Cette étude ne concerne que les patients résidant dans le département de l’Hérault avec un CaP localisé diagnostiqué entre le 01/01/2017 et le 31/12/2019, ayant au diagnostic un PSA connu, un toucher rectal (TR) T1c à T2 et des Ponctions Biopsies Prostatiques (PBP).
Sont exclus de notre analyse les patients avec données manquantes, les CaP non évaluables pour la classification de D’Amico, les carcinomes neuroendocrines purs, les carcinomes urothéliaux de prostate et les CaP dont le diagnostic a été fait sur pièce de cystoprostatectomie ou sur résection de prostate pour hypertrophie bénigne. Nous avons exclu les CaP localement avancés T3/4 N0 M0. qui dans notre série ont tous eu une tomoscintigraphie osseuse et une tomodensitométrie (TDM). La tomographie par émission de positons (TEP) PSMA (Prostate Spécifique Membrane Antigène) n’était pas disponible dans notre période d’étude et l’IRM (imagerie par résonance magnétique) corps entier a été anecdotique.

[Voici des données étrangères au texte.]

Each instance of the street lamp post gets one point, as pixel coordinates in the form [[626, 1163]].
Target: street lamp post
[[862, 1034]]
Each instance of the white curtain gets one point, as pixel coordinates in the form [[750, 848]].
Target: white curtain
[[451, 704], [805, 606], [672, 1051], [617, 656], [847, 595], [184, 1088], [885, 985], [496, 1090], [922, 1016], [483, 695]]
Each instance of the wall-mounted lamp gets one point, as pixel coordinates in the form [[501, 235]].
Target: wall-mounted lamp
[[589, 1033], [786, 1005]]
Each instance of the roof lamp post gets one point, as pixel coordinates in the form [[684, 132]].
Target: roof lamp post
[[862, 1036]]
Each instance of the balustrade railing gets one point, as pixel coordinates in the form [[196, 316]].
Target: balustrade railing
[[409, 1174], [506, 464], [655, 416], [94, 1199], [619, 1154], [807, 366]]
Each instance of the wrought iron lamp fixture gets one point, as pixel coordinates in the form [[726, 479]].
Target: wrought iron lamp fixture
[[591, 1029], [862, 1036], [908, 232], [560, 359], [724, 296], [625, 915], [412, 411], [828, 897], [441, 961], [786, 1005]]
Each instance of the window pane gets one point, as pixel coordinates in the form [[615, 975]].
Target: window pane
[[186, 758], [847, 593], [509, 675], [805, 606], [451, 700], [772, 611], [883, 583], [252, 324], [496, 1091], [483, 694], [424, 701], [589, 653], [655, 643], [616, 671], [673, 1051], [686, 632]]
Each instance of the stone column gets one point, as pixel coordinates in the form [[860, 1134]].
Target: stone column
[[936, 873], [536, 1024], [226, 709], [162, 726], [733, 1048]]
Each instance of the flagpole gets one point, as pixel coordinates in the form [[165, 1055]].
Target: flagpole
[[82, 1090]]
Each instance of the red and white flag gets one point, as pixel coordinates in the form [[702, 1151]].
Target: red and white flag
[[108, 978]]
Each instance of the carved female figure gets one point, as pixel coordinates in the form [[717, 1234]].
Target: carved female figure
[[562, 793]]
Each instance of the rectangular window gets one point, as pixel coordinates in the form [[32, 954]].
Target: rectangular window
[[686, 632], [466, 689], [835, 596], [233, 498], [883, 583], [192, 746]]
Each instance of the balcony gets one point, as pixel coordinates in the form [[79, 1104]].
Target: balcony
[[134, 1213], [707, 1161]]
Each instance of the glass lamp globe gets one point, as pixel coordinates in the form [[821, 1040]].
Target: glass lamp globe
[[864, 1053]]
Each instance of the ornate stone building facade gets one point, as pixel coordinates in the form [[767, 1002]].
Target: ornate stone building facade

Nous avons analysé pour chaque patient les données d’imagerie du bilan initial et nous les avons corrélées aux recommandations du CCAFU en fonction du groupe à risque de la classification de D’Amico auquel il appartenait.
Bien que la classification de D’Amico [5] ait évolué, nous avons conservé sa description initiale en faible risque, risque intermédiaire et haut risque utilisée par le CCAFU (Tableau 1). Nous n’avons pas pris en compte les résultats des primo examens ni les comorbidités pouvant justifier un complément d’imagerie.
Pour couvrir notre période d’inclusion (de 2017 à 2019) nous avons utilisé les recommandations du CCAFU 2016/2018 [6] et 2018/2020 [7].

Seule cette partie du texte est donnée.